Sous pression, les autorités chinoises exhortent les institutions financières de participer aux efforts après les explosions qui se sont produites à Tianjin la semaine dernière. Il est aussi demandé aux compagnies d’assurance de mettre en place un service spécial pour accueillir les réclamations des sociétés touchées de près ou de loin par la catastrophe. L’organisme de réglementation de l’État, la China Securities Regulatory Commission, demande notamment à la Banque pour le développement de la Chine de subvenir aux besoins des entreprises avec des prêts d’urgence.

 

 


PHOTOS AÉRIENNES DU DÉSASTRE

Photos prises d'un drone.

Photos prises d’un drone.

 

Photo 2

Photo 2

 

Photo 3

Photo 3

 

Photo 4

Photo 4

 


L’INFLUENCE SUR LES MARCHÉS FINANCIERS

Une monnaie en chute libre qui annonce une crise majeure

Une monnaie en chute libre qui annonce une crise majeure

 

1-Une triple dévaluation de la monnaie chinoise

La triple dévaluation du yuan la semaine dernière est un mauvais signal pour les secteurs du luxe et du tourisme en France, déjà affectés par la politique anticorruption de Pékin, estiment des analystes interrogés par l’AFP.

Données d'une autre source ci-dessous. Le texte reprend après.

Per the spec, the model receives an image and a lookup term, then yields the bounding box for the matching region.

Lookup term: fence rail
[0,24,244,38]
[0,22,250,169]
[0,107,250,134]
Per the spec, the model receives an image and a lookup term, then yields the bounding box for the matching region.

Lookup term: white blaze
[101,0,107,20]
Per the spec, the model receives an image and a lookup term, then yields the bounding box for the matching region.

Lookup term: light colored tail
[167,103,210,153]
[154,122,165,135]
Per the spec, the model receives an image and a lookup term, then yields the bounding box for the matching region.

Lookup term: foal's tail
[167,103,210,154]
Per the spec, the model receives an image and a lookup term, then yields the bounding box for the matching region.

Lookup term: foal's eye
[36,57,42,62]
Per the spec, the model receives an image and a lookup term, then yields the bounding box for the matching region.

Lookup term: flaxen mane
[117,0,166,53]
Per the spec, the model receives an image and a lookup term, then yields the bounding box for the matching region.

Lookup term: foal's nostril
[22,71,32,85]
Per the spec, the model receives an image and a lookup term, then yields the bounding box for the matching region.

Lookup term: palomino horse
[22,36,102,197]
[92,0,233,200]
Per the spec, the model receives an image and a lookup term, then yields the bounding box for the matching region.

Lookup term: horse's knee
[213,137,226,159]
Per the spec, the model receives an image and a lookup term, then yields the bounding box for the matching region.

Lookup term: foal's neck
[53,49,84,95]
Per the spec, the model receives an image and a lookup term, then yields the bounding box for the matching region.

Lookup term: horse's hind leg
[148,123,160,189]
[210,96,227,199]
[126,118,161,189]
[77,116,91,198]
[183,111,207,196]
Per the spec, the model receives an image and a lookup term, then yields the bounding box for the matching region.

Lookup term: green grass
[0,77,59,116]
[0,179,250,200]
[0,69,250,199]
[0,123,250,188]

2-Prudence et méfiance des investisseurs

Les investisseurs mondiaux restent prudents comme en témoigne la proportion de cash toujours conséquente au sein de leur portefeuille. Selon la dernière enquête « BofA Merrill Lynch Fund Manager Survey » du mois d’août, cette part est néanmoins descendue à 5,2% après avoir atteint son plus haut niveau depuis décembre 2008 le mois précédent (5,5%). Seuls 53% des gérants interrogés anticipent un renforcement de la croissance mondiale sur les 12 prochains moins alors que la récession chinoise est désormais vue comme le risque principal pesant sur l’économie.